Carbohydrates
Carbohydrates have been the main macronutrient staple of our diet and government dietary recommendations around the world for decades. Carbohydrates are predominant in grains, sugar, starchy vegetables, and are known by many names. There are:
Monosaccharides with the mono meaning one molecule of carbohydrate and these include glucose, fructose and galactose
Disaccharides which are two carbohydrate molecules stuck together like sucrose which is table sugar and is a glucose and fructose molecule bonded together, and lactose which is a glucose and galactose molecule stuck together, and
Polysaccharides, starches and fibres, which come in many forms and are chains of monosaccharides (usually glucose) bonded together. How these bonds are constructed have a lot to do with how these polysaccharides behave in the body. In the case of what are often called "simple starches/carbs", the bonds are broken quickly and easily and you end up with a lot of glucose in your blood and quickly, like in the case of the starches in white potato. There are other starches which break down more slowly and less easily and increase glucose in our blood more slowly, often referred to as "complex carbs". Then there are some like in the case of fibre, which the human body doesn't absorb at all (I like to call them "non-absorbable carbs", as opposed to the "absorbable carbs" - those listed so far) and therefore don't put glucose into the blood, although our microbiome companions use them for their own purposes and for keeping our digestive tract working well.

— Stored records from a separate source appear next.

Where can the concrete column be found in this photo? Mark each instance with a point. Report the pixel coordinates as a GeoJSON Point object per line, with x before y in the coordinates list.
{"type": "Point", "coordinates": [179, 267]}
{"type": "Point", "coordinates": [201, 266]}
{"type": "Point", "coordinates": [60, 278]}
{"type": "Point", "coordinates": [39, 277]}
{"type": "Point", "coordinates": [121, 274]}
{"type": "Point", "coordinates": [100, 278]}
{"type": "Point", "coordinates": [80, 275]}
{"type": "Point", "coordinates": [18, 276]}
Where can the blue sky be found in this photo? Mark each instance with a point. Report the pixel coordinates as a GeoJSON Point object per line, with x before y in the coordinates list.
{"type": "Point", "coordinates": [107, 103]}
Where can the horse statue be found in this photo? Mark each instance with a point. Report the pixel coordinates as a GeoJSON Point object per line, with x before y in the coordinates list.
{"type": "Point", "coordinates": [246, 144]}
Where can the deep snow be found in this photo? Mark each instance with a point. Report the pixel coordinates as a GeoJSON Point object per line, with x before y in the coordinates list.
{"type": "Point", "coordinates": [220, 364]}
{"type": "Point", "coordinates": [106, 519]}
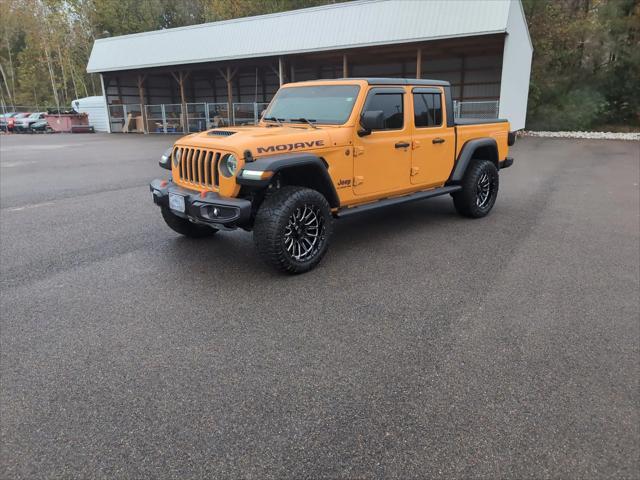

Interestingly our bodies don't actually require us to eat carbohydrates because it can actually produce glucose itself from fats and proteins. The body makes about 120g of glucose every day whether or not you are eating carbohydrates. Unfortunately, through misleading, manipulated science and agriculture, many have been consuming carbohydrates far in excess of perhaps what our natural balance is. There is a considerable lack of evidence that carbohydrates should form the staple of our diets, and while I am not saying that we shouldn't eat them, I am saying that the balance of how much and what types we consume vs fats and proteins, and how much this varies from person to person, needs to be considered.
PHYSICAL EFFECTS
We now know that eating a diet high in sugars, so the monosaccharides like glucose and fructose, or other carbohydrate molecules that break down easily into glucose such as table sugar and "simple starches", are associated with a whole heap of diseases. Sugar promotes inflammation, Cardiovascular Disease, Diabetes, Cancer, Dementia, Stroke, Depression, Alzheimer's Disease, high blood pressure, high triglycerides, Liver Disease and Obesity. Sugars are also highly addictive -eight times more so than cocaine! Hunter gatherers ate 20 tsp of sugar per year. Now, the typical person eats more than that in a day.
We are engineered as humans to seek out sweet tasting foods because in nature they are almost always safe to eat. Prior to agriculture sweet foods were generally only available in the summer, and eating them would help us fatten up for the long winter ahead when there was less food around. This fattening up worked because when we eat these sugars, our blood sugar rises, which stimulates the release of insulin from the pancreas, which has the effect of taking these sugars in the blood and transporting them into the cells of the body for storage and works to keep these stored in the cells, giving us body fat. Belly fat particularly is a result of elevated levels of insulin and tends to melt away when insulin levels are reduced. Belly fat itself produces its own inflammatory factors, further increasing inflammation in our bodies.
There are measures which quantify how quickly a food increases your blood sugar i.e. blood glucose levels. Glycaemic Index is a measure of how quickly the type of carbohydrates in a given food increase your blood sugar levels. Glycaemic Load takes into account the typical portion eaten of a given food as to how it will affect blood sugar levels. It does this by multiplying the Glycaemic Index by the actual proportion of carbohydrate in the food. This provides us with a more accurate picture of the overall effect that the food product has on blood sugar levels. How a food is prepared and served can also affect glycaemic load. For instance, cooling potatoes and rice after cooking them actually turns some of their starch into resistant starch, which behaves like fibre in the body, so if you're going to eat potatoes or rice their glycaemic load with be lower if they are cold.
Sugar is what has driven the obesity epidemic and after it has made us fat, that sugar will also go to creating the bad types of blood cholesterol (small, dense Low-Density Lipoprotein (LDL)) and even glycating by sticking to proteins in your blood like collagen and elastin, and potentially to the walls of your arteries. Insulin is associated with weight gain, oxidation of LDL, decreasing good blood cholesterol (High-Density Lipoprotein), making blood sticky and more likely to clot, and mood disturbances - plus infertility, polycystic ovarian syndrome, unwanted hair growth and loss, and acne due to altered sex hormones.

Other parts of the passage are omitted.